Raw ANALYZE times by column limit and stat types:
Limit | MCV | MCV + NDISTINCT | MCV + NDISTINCT + DEPENDENCIES |
---|---|---|---|
2 | 21s | 27s | 28s |
4 | 23s | 37s | 67s |
5 | 24s | 51s | 118s |
6 | 25s | 68s | 196s |
8 | 30s | 137s | 574s |
Clearly, covering all column combinations gets expensive — especially dependencies
. So either keep the limit at 3–5 columns, or go with Rule 2. Now I understand why SQL Server has a separate worker just for updating such stats — it is costly.
How about redundancy cleanup? Let’s run another test:
SET pg_index_stats.columns_limit = 5;
SET pg_index_stats.stattypes = 'mcv, ndistinct, dependencies';
SET pg_index_stats.compactify = 'off';
SELECT pg_index_stats_rebuild();
ANALYZE;
SET pg_index_stats.compactify = 'on';
SELECT pg_index_stats_rebuild();
ANALYZE;
To monitor stat objects, run:
-- Total number of stat items
SELECT sum(nelems) FROM (
SELECT array_length(stxkind,1) AS nelems
FROM pg_statistic_ext
);
-- Total per stat type
SELECT elem, count(elem) FROM (
SELECT unnest(stxkind) elem FROM pg_statistic_ext
)
GROUP BY elem;
Results:
Metric | Without dedup | With dedup |
---|---|---|
ANALYZE time (s) | 141 | 123 |
Total stat elements | 74,353 | 61,409 |
MCV | 24,783 | 24,089 |
DISTINCT | 24,783 | 18,658 |
DEPENDENCIES | 24,783 | 18,658 |
EXPRESSIONS | 4 | 4 |
The gain isn’t huge — about 15% on time and more on stats volume. But still, protection against corner cases. Interesting note: dedup reduced MCV stats — meaning many indexes differ only in column order. Also, expression
stats showed up — even though we never mentioned them. PostgreSQL creates these automatically if the definition includes expressions. Not a huge issue, but it would be nice to control this behavior.
Comparing with joinsel
At Postgres Professional, we have another stats collector — joinsel. It’s not a direct competitor to extended statistics
. It creates a composite type based on the index definition and uses regular stats in pg_statistic
.
Pros: includes MCV, histogram (so it can handle range filters), and works with PostgreSQL core mechanics.
Cons: no dependencies
, and only one ndistinct
value for the whole composite type (though this can be fixed).
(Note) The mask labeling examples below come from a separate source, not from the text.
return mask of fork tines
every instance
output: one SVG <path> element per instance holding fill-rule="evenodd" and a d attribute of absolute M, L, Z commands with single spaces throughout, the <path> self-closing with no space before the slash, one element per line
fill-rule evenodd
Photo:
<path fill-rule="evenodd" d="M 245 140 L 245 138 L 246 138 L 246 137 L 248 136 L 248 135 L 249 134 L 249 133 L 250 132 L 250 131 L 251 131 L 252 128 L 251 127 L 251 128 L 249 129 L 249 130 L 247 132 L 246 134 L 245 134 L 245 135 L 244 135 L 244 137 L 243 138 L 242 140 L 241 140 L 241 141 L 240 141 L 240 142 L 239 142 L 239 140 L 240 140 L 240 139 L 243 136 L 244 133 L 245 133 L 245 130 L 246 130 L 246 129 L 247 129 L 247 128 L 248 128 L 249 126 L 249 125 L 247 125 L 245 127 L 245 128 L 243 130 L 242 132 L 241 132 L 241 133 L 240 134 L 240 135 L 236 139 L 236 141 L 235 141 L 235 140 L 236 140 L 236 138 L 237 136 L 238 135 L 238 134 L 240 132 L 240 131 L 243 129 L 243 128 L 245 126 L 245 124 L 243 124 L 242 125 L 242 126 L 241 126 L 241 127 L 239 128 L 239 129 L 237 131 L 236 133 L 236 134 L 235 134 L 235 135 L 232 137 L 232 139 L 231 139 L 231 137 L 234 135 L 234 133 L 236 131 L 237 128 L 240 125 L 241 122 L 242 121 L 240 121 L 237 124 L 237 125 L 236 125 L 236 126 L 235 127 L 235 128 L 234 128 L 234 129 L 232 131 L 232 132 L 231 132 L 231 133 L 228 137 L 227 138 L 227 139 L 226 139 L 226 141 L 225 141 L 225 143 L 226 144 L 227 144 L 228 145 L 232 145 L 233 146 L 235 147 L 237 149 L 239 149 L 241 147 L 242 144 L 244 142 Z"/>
Let’s test ANALYZE with joinsel
:
SET enable_compound_index_stats = 'on';
SELECT pg_index_stats_remove();
\timing on
ANALYZE;
Time: 41248.977 ms (00:41.249)
ANALYZE time doubled, which is reasonable. And the best part — the complexity grows linearly with index column count.
Conclusion
The verdict on Rule 1: with careful limits, it’s a valid and usable approach.
Another takeaway: we need better extended statistics
tools in PostgreSQL core — to fine-tune what gets generated.
As for the assistant and Rule 2? Left for better times. If some brave soul with free time and patience wants to take it on — hit me up, I’ll help you get started.